For bush patients who have to fly in, make hotel reservations, etc, they consolidate stuff. I'm getting my "birth education" meeting (basically the lady who walks you through the process) and my first appointment all in one morning. I'm booked there from 8:30 to 10:45, at least
And I'm doing a couple of consults with other midwives at Dh's request. He is on a non-hospital birth campaign. I personally feel rather indifferent.
Did I mention I love my midwife? Love.
WOHM to Leo (4/08) and enjoying the journey with DH
Announcing the arrival of Clara in August 2013!
I'm going in for an ultrasound next Wed so I can (hopefully) see a heartbeat.

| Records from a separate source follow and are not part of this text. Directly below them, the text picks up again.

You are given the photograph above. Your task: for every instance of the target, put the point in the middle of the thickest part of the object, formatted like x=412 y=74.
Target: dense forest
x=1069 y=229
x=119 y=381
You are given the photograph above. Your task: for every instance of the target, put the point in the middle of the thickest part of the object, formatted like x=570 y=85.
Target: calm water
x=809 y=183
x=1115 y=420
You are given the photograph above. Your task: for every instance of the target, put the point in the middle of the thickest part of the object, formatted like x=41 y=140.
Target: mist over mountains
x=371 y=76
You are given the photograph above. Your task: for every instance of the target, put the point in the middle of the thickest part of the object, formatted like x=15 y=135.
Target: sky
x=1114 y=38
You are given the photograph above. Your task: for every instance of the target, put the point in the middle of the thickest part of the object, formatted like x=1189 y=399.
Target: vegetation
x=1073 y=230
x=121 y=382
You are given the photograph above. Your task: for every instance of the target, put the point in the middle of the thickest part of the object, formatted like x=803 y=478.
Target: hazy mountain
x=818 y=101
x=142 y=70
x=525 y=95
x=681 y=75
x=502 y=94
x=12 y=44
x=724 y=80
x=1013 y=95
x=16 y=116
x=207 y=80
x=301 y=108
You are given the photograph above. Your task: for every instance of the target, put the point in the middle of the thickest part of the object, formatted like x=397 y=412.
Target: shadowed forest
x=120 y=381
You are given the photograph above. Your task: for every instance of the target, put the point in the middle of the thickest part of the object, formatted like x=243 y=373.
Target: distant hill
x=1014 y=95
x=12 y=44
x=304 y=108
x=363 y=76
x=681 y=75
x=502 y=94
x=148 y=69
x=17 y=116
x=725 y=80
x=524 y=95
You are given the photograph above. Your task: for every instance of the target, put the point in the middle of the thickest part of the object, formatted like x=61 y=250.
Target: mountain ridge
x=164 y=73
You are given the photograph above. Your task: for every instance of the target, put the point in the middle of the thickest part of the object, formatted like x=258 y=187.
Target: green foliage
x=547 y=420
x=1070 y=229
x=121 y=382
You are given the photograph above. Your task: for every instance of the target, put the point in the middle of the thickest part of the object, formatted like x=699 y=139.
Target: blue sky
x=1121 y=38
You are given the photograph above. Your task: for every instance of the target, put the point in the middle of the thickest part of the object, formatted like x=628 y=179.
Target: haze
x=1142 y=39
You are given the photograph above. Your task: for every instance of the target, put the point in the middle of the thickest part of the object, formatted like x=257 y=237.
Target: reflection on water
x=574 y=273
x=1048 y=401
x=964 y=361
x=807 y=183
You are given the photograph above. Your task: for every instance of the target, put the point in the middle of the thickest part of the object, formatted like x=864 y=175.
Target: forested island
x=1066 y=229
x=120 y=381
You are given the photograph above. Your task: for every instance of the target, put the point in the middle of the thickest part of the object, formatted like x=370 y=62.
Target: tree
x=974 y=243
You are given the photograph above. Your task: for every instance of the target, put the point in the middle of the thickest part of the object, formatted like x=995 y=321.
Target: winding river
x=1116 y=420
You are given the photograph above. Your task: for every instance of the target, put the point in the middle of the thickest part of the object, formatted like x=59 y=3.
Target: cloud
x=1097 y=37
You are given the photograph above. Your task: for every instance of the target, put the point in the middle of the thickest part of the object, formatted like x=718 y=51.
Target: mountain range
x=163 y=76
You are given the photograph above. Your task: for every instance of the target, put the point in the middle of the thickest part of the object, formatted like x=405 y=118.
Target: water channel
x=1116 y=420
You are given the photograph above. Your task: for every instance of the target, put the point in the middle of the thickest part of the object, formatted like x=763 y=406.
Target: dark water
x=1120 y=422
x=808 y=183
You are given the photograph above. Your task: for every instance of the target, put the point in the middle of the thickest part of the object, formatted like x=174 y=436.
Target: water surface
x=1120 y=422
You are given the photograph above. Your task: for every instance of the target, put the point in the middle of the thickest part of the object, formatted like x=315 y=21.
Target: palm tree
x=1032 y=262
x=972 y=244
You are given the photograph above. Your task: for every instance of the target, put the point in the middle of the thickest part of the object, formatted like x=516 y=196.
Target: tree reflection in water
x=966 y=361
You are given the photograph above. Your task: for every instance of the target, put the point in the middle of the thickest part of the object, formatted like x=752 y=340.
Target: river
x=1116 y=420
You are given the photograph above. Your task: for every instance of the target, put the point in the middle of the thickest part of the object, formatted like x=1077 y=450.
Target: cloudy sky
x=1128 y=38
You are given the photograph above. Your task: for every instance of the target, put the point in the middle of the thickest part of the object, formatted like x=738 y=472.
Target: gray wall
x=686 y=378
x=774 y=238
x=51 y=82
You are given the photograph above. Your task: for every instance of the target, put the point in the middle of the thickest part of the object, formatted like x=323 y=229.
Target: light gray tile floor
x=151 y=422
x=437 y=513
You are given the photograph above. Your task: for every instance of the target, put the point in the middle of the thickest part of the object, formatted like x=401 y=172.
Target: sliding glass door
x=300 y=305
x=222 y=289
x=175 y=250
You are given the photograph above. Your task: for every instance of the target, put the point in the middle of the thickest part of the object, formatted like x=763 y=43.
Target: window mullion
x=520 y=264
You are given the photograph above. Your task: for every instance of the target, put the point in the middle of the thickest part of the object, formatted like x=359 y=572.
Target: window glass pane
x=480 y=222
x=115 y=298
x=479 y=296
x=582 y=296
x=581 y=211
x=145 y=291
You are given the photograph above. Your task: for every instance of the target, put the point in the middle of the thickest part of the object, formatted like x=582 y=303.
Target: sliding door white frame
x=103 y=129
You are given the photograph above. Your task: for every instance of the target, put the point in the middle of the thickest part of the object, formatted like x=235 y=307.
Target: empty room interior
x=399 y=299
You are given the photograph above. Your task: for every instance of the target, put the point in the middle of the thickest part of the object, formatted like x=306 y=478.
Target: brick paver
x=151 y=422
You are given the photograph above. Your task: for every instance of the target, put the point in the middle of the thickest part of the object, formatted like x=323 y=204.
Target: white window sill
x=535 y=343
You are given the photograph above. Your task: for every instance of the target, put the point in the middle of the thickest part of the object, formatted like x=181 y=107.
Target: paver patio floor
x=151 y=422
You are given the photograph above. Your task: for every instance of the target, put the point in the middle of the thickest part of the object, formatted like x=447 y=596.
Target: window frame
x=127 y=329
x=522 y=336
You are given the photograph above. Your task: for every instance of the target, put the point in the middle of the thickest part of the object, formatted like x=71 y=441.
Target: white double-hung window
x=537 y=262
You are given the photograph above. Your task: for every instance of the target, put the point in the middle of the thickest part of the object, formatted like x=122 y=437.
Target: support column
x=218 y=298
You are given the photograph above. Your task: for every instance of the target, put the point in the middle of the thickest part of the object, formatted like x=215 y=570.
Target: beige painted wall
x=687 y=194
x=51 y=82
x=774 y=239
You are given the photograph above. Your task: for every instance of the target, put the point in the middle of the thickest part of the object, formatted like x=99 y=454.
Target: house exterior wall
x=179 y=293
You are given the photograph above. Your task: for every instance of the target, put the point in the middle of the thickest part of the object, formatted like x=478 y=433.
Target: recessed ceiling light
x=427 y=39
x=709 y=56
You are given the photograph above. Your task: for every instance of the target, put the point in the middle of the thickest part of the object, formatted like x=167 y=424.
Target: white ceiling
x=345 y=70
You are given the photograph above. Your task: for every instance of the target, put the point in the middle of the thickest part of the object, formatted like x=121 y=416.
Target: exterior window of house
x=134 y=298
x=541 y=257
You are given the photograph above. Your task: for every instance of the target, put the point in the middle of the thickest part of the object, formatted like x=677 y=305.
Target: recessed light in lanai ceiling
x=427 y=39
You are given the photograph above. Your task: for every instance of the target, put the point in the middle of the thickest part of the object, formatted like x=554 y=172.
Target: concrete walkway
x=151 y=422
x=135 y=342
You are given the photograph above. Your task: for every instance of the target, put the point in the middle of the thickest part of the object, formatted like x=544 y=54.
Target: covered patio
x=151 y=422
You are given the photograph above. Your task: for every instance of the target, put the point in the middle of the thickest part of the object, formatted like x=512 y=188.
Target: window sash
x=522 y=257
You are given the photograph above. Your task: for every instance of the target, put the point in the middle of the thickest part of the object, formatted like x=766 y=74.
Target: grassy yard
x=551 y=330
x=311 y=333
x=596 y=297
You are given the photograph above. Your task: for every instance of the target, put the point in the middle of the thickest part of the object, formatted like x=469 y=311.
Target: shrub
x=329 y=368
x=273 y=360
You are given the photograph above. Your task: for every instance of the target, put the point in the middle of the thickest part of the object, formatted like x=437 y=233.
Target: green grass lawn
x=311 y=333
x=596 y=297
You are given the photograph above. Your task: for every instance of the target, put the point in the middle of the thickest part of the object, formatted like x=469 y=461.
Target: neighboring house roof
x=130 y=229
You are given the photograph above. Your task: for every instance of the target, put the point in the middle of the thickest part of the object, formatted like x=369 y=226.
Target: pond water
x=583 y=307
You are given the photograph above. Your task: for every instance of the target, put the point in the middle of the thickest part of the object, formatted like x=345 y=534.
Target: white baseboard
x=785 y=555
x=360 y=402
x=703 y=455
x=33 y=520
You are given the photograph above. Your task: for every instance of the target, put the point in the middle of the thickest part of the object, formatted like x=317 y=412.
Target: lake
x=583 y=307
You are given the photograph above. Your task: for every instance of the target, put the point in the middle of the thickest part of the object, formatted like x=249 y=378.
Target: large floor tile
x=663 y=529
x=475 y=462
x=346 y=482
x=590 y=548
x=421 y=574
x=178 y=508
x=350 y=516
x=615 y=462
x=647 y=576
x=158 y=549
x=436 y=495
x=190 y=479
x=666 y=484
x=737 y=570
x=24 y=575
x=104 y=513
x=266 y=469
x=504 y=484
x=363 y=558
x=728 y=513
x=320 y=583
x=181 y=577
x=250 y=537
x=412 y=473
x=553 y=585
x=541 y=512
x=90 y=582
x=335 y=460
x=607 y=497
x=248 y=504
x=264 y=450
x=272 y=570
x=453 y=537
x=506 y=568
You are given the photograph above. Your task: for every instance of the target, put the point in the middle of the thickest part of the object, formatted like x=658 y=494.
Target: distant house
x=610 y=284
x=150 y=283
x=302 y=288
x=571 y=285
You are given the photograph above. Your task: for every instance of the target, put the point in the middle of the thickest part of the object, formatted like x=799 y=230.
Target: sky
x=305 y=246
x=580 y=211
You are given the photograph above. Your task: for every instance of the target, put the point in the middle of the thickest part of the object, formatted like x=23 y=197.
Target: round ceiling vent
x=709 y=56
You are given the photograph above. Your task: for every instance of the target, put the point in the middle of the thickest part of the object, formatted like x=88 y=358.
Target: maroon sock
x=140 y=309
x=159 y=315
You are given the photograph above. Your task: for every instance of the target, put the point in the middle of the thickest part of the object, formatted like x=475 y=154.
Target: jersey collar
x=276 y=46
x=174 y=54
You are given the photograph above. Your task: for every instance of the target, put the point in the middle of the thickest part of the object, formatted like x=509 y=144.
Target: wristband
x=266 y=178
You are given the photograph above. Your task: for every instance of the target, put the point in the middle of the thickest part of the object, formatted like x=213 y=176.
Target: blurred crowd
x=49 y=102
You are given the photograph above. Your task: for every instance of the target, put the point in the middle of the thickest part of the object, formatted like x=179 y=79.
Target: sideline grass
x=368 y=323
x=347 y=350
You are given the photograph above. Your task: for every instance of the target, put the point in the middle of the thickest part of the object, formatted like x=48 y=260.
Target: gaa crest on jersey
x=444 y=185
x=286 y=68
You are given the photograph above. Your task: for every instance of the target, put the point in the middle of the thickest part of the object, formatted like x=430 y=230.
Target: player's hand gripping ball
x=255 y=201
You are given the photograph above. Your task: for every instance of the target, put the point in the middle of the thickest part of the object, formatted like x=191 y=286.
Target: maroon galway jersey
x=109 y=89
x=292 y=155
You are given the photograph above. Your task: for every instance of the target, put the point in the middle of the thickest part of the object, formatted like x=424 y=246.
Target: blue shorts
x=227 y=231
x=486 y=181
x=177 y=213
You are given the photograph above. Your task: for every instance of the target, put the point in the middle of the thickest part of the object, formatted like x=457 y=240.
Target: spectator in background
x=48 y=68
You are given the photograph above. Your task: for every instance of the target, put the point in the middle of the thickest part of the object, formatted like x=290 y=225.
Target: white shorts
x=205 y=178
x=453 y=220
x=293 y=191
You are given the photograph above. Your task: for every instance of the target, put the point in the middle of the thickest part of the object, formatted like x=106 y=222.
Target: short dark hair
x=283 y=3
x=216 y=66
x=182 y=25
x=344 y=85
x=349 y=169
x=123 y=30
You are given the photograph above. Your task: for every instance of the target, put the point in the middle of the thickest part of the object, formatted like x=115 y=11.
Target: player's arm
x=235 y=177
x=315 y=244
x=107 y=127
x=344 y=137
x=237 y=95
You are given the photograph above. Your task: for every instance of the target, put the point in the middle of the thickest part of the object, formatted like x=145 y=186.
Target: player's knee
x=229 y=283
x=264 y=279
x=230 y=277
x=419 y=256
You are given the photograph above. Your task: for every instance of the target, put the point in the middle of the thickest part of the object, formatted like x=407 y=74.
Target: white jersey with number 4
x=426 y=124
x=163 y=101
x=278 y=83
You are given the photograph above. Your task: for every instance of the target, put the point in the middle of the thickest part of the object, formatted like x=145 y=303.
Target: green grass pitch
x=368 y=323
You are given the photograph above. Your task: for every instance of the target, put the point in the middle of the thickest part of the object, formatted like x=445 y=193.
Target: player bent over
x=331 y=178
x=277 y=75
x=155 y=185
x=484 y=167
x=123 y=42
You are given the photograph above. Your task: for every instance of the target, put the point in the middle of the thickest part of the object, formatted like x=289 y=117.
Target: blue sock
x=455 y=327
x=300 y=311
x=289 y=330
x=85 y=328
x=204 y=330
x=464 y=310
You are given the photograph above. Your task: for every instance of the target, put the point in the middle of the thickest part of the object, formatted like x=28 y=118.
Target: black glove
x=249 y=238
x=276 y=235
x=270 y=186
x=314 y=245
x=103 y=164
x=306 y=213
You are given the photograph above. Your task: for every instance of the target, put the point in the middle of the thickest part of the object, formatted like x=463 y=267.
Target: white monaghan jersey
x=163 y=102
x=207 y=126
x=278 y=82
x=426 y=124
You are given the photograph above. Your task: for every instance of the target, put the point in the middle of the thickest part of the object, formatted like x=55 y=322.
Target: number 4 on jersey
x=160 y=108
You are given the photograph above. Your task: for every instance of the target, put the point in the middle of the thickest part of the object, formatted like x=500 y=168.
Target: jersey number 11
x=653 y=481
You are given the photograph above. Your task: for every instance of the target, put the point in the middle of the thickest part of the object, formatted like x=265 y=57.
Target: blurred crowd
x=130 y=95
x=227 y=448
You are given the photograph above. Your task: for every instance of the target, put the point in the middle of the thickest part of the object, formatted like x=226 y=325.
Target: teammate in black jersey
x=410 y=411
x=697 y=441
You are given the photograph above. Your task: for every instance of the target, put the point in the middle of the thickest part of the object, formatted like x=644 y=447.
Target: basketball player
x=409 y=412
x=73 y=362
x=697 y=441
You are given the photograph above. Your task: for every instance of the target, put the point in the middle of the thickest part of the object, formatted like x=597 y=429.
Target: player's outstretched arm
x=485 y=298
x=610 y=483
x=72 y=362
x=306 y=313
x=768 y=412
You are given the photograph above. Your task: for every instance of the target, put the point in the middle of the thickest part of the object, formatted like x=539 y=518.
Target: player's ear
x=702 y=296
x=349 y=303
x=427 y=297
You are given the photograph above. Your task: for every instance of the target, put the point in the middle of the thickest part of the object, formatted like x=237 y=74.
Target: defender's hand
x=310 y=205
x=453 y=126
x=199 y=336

I'll be 6.5 weeks. After my miscarriage I'm really freaking out. I'm having bad cramps right now and its really worrying me. I dont know what I'll do if we dont see a heartbeat! If we have to wait a few days and try again thats really going to drive me nuts. I have my midwife appointment on the 20th of Sept. I already technically had one because I went in because I was having a lot of weird pregnancy symptoms but - tests. So she confirmed my pregnancy. Oh well, I guess all I can do now is wait!
Wife, mom to 6 great kids!...avid crafter, music lover, reader, gardener!
I have actually been surprised at how many people have already had appts, ultrasounds, etc. I have always thought that first trimester appts. were pretty pointless unless you are having trouble, a history of risk, etc.
But I do agree, sometimes it's hard to wait. I'm looking forward to our appt!
DH would definitely like the 12-week ultrasound. I'd just as soon not; there's nothing unusual going on, and I'm 100% certain on dates, but it's his baby too, and I'm not anti-ultrasound, so I imagine we'll do it. Though it may not be at exactly 12 weeks, depending on when I finally go in for an appointment.